Premièrement, des actions concrètes contribuant à plus d’égalité et de justice, en luttant contre toute forme de discrimination.

Deuxièmement, elle une vision systémique dans l’analyse des problématiques, où tout est lié : la violence qui dépend du statut de la femme dans la famille, des possibilités d’engagement professionnel, lesquels sont liées à la qualité de l’éducation. Pour elle, il s’agit de continuer à mobiliser un système millénaire, mis en mouvement il y a déjà cent ans, mais qu’il s’agit de continuer à faire évoluer. Notamment pour que les différentes formes de discriminations ne se nourrissent pas les unes les autres.

Troisièmement, le fait de mettre l’accent dans ce Sommet mondial sur les pires discriminations, les souffrances les plus extrêmes, implique de mobiliser la solidarité profonde de tous, afin de ne pas laisser de côté les femmes sacrifiées dans de nombreux domaines. En les thématisant, ce sont toutes les autres souffrances qui sont ainsi prises en compte. Sûr que la voix profonde avec laquelle cette femme modèle s’est exprimée et le fait de s’adresser à des « consœurs », a réconforté et renouvelé l’énergie de celles engagées sur le terrain et qui vivent ces souffrances en direct ou dans leur propre existence.

C’est également en sa qualité d’experte du terrain que Ruth Dreifuss a transmis ses réflexions et conseils aux responsables des YWCA mondiales, en ces termes: Sur la base des analyses à la fois locales et globales, comment aller plus loin ? Il convient de chercher des alliés, à solliciter de manière spécifique et de cas en cas, en fonction des objectifs visés; il faut exiger des comptes, dans l’idée qu’il n’est pas acceptable que des politiciens ne tiennent pas leurs promesses. Il faut exiger la mise en œuvre des instruments juridiques et légaux qui sont votés, et faire en sorte que des femmes soient engagées dans les groupes qui les mettent en application. Il est important d’offrir aux femmes des espaces pour qu’elles puissent se développer, se former, oser prendre des responsabilités politiques, au plus haut niveau, même avec la peur au ventre les premières fois. Il faut également dénoncer le fait que les femmes soient sous-représentées dans les gouvernements, montrer leurs compétences.

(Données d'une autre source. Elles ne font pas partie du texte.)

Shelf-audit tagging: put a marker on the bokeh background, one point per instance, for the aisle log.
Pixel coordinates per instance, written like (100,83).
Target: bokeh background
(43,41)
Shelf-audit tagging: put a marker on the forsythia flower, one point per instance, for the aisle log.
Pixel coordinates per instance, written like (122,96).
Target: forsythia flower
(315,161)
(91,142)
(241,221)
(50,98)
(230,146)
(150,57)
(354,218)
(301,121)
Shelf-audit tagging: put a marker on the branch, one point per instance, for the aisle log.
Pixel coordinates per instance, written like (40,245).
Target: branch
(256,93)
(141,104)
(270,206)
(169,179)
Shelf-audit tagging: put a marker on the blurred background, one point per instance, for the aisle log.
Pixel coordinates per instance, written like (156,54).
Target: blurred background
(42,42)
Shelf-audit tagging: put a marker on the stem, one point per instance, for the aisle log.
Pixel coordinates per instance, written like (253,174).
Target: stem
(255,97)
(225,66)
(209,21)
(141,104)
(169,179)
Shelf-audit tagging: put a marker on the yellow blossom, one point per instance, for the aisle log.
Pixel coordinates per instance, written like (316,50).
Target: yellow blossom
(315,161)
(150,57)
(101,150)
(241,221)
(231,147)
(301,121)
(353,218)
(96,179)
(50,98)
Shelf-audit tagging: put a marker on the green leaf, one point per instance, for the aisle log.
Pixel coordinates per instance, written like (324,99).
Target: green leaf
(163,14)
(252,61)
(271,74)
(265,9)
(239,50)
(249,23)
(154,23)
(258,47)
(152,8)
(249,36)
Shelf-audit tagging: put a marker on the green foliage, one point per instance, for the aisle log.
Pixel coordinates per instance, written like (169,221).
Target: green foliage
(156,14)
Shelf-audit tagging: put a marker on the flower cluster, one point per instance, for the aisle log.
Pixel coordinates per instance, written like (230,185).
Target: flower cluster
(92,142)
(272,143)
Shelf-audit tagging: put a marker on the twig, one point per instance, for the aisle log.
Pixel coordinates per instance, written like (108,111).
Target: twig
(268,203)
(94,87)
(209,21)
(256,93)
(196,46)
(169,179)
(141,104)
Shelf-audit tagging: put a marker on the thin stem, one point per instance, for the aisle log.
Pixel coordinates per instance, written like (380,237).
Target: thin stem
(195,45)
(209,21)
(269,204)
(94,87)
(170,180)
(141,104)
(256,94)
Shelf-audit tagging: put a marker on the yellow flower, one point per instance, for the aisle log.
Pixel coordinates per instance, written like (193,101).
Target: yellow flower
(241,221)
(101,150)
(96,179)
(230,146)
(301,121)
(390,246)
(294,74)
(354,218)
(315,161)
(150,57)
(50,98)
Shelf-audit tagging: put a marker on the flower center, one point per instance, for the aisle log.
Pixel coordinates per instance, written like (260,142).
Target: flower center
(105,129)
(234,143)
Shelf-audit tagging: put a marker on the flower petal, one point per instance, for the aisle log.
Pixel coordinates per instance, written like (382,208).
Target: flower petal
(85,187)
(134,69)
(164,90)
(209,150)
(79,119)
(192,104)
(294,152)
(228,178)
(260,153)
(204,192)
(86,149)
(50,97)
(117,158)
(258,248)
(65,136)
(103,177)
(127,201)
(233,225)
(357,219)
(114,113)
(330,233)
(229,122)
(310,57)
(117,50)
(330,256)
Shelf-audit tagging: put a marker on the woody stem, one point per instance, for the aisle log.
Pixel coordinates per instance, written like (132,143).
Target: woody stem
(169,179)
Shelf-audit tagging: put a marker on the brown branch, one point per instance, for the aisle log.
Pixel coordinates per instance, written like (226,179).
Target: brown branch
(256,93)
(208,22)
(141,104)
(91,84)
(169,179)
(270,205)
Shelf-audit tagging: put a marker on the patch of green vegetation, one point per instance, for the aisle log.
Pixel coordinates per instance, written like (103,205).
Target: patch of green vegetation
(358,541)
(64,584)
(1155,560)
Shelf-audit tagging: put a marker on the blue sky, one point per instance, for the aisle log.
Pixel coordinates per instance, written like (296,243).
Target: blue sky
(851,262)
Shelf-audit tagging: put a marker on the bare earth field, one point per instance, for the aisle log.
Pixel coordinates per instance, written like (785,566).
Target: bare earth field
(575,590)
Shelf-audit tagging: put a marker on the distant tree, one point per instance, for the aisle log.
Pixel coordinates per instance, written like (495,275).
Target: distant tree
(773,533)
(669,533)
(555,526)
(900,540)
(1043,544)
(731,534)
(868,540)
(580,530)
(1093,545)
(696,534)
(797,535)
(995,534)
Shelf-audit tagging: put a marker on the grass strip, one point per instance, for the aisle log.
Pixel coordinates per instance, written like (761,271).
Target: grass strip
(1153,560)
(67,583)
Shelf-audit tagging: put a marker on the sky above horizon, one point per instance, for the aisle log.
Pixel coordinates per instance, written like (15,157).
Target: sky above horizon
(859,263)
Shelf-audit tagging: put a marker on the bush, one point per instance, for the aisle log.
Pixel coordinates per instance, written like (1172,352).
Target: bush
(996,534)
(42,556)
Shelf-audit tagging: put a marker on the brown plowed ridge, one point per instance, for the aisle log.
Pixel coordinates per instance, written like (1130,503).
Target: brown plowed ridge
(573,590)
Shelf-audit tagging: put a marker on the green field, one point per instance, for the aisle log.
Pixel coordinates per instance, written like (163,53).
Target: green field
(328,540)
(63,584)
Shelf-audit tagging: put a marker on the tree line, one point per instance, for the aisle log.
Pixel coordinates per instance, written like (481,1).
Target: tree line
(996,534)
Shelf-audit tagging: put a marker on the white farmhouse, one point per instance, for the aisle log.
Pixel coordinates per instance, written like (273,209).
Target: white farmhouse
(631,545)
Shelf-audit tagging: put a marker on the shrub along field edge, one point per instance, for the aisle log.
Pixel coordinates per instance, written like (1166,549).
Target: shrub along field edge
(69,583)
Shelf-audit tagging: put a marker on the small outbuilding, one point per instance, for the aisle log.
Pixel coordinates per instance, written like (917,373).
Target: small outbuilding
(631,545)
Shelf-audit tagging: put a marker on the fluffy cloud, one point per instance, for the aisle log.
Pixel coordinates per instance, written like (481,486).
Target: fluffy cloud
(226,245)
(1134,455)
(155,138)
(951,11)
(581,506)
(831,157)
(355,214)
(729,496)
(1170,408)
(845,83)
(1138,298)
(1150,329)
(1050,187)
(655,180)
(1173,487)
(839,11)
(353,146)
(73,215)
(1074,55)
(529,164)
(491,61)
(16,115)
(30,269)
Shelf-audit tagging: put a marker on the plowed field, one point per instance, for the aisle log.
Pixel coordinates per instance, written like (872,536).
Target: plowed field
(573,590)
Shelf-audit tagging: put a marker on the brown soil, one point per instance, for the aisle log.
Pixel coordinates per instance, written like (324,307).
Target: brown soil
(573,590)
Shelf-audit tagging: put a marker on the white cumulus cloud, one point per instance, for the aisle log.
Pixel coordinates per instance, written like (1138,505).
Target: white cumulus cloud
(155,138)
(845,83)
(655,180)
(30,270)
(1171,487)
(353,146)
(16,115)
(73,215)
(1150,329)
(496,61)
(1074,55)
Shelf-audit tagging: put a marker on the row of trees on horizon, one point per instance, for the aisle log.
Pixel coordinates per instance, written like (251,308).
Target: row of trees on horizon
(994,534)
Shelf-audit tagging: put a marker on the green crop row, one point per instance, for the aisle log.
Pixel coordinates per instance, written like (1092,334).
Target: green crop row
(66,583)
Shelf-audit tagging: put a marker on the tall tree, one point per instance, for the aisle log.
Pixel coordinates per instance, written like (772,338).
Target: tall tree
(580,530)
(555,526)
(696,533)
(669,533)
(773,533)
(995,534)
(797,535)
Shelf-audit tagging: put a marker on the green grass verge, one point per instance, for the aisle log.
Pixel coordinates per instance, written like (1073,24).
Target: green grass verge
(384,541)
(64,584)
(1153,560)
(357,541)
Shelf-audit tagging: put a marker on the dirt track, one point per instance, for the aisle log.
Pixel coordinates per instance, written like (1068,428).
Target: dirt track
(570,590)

Pour ce faire, il faut grimper les échelons à plusieurs, dans le but d’avoir davantage de forces pour tirer ensuite les autres et atteindre ainsi une masse critique suffisante. Enfin, il est fondamental d’utiliser les instruments formels existants pour argumenter les revendications des femmes sur le terrain. Et en conclusion, il est important que celles qui occupent des postes à responsabilités continuent à s’inspirer du travail de la base, sans quoi elles ne sont rien et ne fassent pas de vaines promesses.

En résumé, un plaidoyer pour créer des espaces sûrs, favoriser la prise de responsabilités, et l’obligation de changer les choses qui sont possibles.